Damian Jones was the Golden State Warriors' first round pick in 2016 and only had limited playing time during his rookie season. It remains to be seen how he'll be utilized during his second season with the team.
The allure of the unknown within the Golden State Warriors organization is perhaps strongest regarding Damian Jones.
On a championship roster that boasts such formidable depth, opportunities for young players can be scarce. Jones is penciled in as the third string center behind Zaza Pachulia and JaVale McGee, but visions of what he would be able to do with increased playing time previously ran rampant when the roster was still in flux.
It wasn’t clear at the beginning of the offseason that Pachulia or McGee would re-sign with the team, and Jones was on the verge of being delegated more responsibility for the upcoming 2017-2018 season.
With Pachulia and McGee back, it remains to be seen how much Jones will be utilized by the coaching staff next season.
Right before the 2016 NBA Draft, he tore his right pectoral muscle during a workout, but the Warriors were still intrigued enough by his talent to take him 30th overall.
With the success general manager Bob Myers has had in building through the draft with picks like Harrison Barnes, Festus Ezeli, and Draymond Green, it gives Jones extra credibility that the Warriors were willing to take a chance on him.
Scouting Report on Damian Jones
Like Ezeli, Jones is a center from Vanderbilt taken at pick number 30. Jones stands at 7’0’’ and weighs 245 LBS.
He split time between the NBA and the D-League last season.
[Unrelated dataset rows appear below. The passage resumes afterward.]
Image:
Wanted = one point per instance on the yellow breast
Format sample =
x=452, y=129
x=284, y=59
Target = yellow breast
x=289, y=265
He saw action in 10 NBA games and averaged 8.5 minutes per game.
It’s an extremely small sample size to project what he can ultimately accomplish at this level, but he possesses vast potential.
His nearly 7’4’’ wingspan and impressive athleticism indicate that there is a solid probability that he can develop into a reliable rim protector on the defensive end. He also has quick feet and can stay with perimeter players on pick-and-roll switches.
Shot-blocking seemed to come more naturally to him at Vanderbilt than rebounding. For a center as large and athletic as he is, he wasn’t as dominant of a rebounder in college as one would expect.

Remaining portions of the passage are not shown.